"Battle in Seattle" rocks Austin

Battle In Seattle

Battle In Seattle Productions Inc./Ed Araquel

Charlize Theron in "Battle In Seattle."

AUSTIN, Texas -- If you were actually involved with the anti-World Trade Organization protests of 1999, my guess is you're better off not seeing "Battle in Seattle," Stuart Townsend's lumpy, uneven, undeniably exciting docudrama about those crucial events. Townsend's film premiered at Toronto last fall, and enjoyed a rip-roaring, standing-ovation American debut on Monday night at the South by Southwest Film Festival. (It should reach theaters this fall.) Of course Seattle veterans are a tiny percentage of the movie's potential audience, even if it includes several people I know well, and in general I hold the view that dramatists have a far different mission from reporters and historians, and should be held to different standards.

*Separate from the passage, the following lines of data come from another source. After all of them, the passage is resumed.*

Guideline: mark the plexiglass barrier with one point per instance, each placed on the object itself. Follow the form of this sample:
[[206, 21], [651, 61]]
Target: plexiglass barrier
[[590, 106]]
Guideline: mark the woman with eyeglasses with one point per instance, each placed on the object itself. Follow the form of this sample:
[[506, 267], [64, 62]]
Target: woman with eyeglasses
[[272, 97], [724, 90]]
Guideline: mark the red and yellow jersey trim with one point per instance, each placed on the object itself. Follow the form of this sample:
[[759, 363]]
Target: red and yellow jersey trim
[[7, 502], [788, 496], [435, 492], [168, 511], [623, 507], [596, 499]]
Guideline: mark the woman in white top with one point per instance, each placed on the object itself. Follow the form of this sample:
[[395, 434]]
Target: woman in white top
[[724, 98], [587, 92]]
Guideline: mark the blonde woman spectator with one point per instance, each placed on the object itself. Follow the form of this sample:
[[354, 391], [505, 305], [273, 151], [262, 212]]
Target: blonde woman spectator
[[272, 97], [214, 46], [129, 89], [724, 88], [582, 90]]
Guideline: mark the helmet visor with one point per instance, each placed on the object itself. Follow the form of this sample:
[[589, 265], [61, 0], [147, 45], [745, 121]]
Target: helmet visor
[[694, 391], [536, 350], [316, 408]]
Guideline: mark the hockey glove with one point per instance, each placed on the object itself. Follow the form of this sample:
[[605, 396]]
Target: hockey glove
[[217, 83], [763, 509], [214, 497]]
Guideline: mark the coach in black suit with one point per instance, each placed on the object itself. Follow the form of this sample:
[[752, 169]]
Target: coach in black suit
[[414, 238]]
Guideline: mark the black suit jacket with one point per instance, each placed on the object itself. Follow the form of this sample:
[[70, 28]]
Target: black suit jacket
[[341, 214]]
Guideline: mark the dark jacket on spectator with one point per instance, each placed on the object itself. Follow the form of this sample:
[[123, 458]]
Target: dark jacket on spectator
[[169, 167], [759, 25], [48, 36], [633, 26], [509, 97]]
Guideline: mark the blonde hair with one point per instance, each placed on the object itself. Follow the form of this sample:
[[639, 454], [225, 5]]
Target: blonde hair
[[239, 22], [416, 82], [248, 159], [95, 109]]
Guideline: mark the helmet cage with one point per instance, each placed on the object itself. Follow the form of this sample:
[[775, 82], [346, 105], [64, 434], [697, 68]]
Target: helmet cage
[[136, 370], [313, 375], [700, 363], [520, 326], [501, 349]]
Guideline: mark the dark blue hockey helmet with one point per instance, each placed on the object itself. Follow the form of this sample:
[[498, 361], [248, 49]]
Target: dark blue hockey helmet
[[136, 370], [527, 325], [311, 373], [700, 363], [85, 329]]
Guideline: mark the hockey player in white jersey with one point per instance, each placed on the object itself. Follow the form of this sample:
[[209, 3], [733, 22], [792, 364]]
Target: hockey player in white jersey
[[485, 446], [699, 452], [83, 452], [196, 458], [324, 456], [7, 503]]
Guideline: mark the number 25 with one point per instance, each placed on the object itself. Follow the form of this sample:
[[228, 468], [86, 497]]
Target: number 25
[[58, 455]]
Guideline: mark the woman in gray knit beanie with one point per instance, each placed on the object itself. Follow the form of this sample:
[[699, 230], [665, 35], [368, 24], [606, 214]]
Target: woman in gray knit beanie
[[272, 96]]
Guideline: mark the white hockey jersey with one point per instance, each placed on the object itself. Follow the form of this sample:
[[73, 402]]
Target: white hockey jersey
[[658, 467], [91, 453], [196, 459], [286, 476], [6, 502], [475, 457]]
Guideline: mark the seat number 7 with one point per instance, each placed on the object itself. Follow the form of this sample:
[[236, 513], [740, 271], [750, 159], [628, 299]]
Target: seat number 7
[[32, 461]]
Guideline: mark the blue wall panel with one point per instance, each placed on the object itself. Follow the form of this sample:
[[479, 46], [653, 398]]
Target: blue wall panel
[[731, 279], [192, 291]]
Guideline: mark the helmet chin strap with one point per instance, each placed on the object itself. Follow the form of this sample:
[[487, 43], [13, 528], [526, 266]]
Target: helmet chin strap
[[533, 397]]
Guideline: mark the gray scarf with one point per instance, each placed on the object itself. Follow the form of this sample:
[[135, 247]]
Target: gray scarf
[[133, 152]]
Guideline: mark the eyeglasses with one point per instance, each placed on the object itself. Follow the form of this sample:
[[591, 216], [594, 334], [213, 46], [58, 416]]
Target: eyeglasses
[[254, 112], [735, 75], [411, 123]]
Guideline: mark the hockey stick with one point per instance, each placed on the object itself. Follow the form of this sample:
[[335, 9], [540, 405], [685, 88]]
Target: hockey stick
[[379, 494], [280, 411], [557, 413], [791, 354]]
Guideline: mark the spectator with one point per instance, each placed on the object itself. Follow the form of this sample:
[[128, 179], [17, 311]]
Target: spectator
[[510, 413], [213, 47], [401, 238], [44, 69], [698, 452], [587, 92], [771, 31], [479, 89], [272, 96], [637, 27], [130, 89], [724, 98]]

By weaving the stories of a group of fictional characters around actual news footage, Irish actor-turned-director Townsend clearly hopes to revive the spirit and promise of Seattle '99, which seemed to mark the dawn of a new activist age -- an age that ended suddenly amid the rubble of Sept. 11, 2001. In particular, Townsend wants to convey that the "Teamsters and turtles" street protests more than eight years ago were not wasted energy: They caused at least the temporary implosion of the WTO's global free-trade agenda (he argues), and sparked a debate on trade, development and the environment that has only grown in urgency in subsequent years. (What does it tell us that it takes a foreign-born filmmaker, one who didn't even live in America until 2001, to tackle this story?)